At this point, one could easily attempt to pigeonhole White and his comments along traditional political lines. Leftists could denounce White as a homophobe and a bigot, while conservatives could attack “cancel culture” after sponsors nixed endorsement deals following his speech. The film explores some of these themes and interviews individuals offended by White’s comments.
But other excerpts of White’s address reveal a broader dynamic at play. In trying to echo Saint Paul’s analogy from the Corinthians about “different gifts but the same Spirit,” White incorporated a number of descriptors that can only be characterized as stereotypical. White Americans have skills in organizing, African Americans have skills in worship, celebrating, and “jumping up and down. … Hispanics were gifted in family structure … and they can put 20, 30 people in one home.”
At best, the speech might charitably be called a naïve person’s attempt to sound intellectual. It almost sounded like a parody, a real-life Michael Scott of “The Office” engaging in “Diversity Day.” Whatever one’s views on homosexuality, the speech revealed that White still had much to learn about life and his faith. He would spend what would be the final years of his life doing just that.
Search for Truth
Around the time of the Wisconsin speech, White began that search for a deeper meaning, as his football career drew to a close. He traveled to Israel and took up Hebrew — not an easy language to learn at any age.
He wanted to learn the Gospel in its original language, to understand it more fully. Having become a preacher in his youth without going to seminary, White wanted to take a Baptist faith heritage that he had effectively inherited and make it truly his. And in so doing, he came to a more nuanced and complex view of life and his faith than the religion of his youth.
The 2004 interview conducted just before his death put that nuance in stark relief. He said that earlier instances where he had claimed God had spoken to him about life choices like signing with Green Bay had not occurred. White went so far as to use the term “prostitute” to describe those who manipulate faith for selfish purposes.
His interviewer, longtime Philadelphia sportswriter Ray Didinger, asked White if he realized he had done good things earlier in his life. Didinger had accompanied White to numerous trips into deprived areas of Philadelphia when the Eagles star had engaged in countless community service projects — while flatly refusing any publicity for his efforts.
Upon Didinger’s prompting — “You know you did good things, right?” — White seemed less certain. He searched for the right words and expressed no small amount of discomfort at the notion that, altruistic intentions notwithstanding, he may have misled others.
That interview seems most powerful for echoing the words of Lincoln a century and a half ago: “Sir, my concern is not whether God is on our side; my greatest concern is to be on God’s side.”

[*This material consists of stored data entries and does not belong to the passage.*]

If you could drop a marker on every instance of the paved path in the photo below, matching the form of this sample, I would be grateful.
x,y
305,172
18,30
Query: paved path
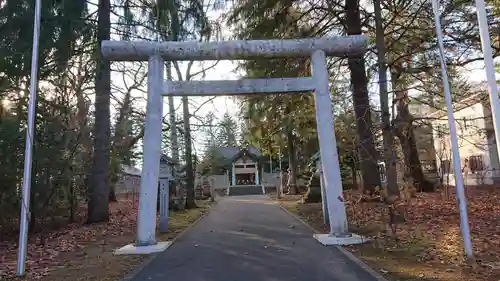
x,y
250,238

As White’s son Jeremy put it, Reggie in his final years approached his faith from a “growth mindset,” and that mentality meant that he had to be comfortable in a “gray area” — that faith can provide guidance, but it may not always provide the clear answers we seek.
That story, of a man on his faith journey, gives “The Minister of Defense” an importance and an example that goes far beyond the gridiron. Perhaps most appropriately, the film closes with its title subject using his distinctive, gravelly baritone to sing the old words of John Newton:
Amazing Grace! How sweet the sound
That saved a wretch like me!
I once was lost, But now am found
Was blind, but now I see!
“The Minister of Defense” will re-air on the ESPN family of networks, or is available via ESPN Plus.